"I have no idea about the Oscars. It's like applying for college, I'm given to understand. You have to fill out the application form and give them a written-out version of the music and a copy of the two-sheet — I don't know what that is because I'm a Broadway baby — and then, I guess, maybe you get recommendations . . ."
The press conference for the film musical "Nine" began on this naïve note from composer-lyricist Maury Yeston, who wrote three new songs for the film version of his Tony Award-winning musical.
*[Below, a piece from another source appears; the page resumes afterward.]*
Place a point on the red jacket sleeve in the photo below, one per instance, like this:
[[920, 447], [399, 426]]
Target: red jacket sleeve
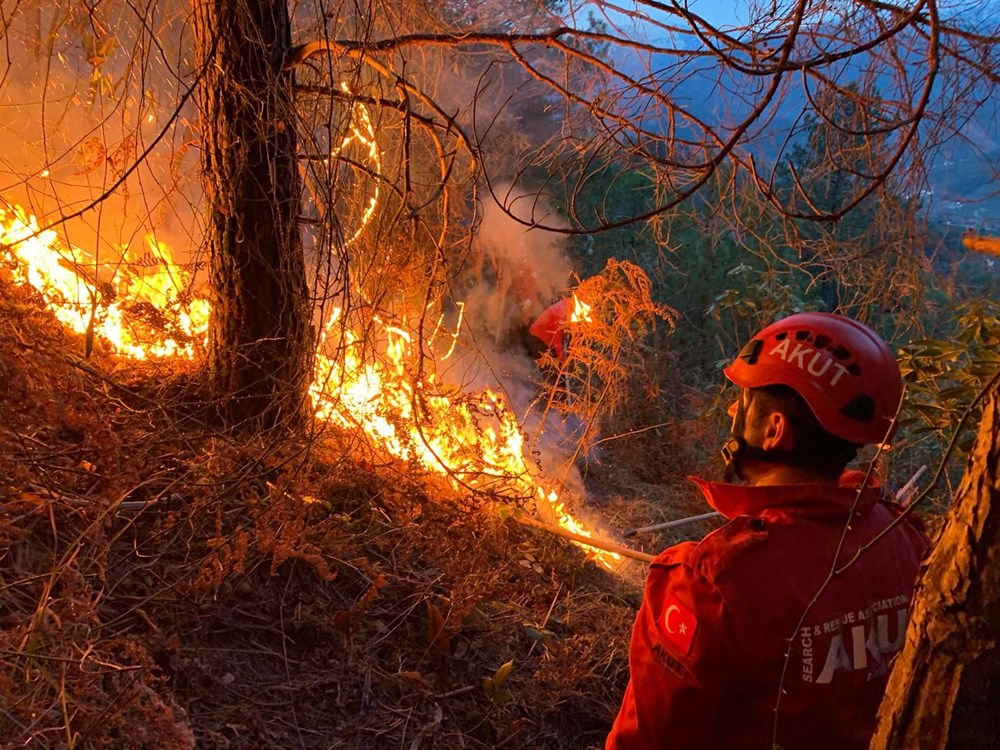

They songs are: "Cinema Italiano," pranced out by Kate Hudson, exalting the glory days of Italian movies in the 1960s; "Take It All," sung by Marion Cotillard, written to replace the wife's original exit song, "Be On Your Own," and "Guarda La Luna," written specifically for Sophia Loren's contralto range to replace the Broadway show's original title tune (the mother's song, created for a high soprano, Taina Elg, in 1982).
The Motion Picture Academy subsequently ruled that all but the last was nominatable. The "Guarda La Luna" lyrics were from-the-ground-up new, but the melody was an instrumental in the original Broadway show's second act. (It's listed on the Columbia Broadway Masterworks CD as "Waltz from Nine.")
Maury's already met Tony, for Nine and Titanic. Will he shake Oscar's hand?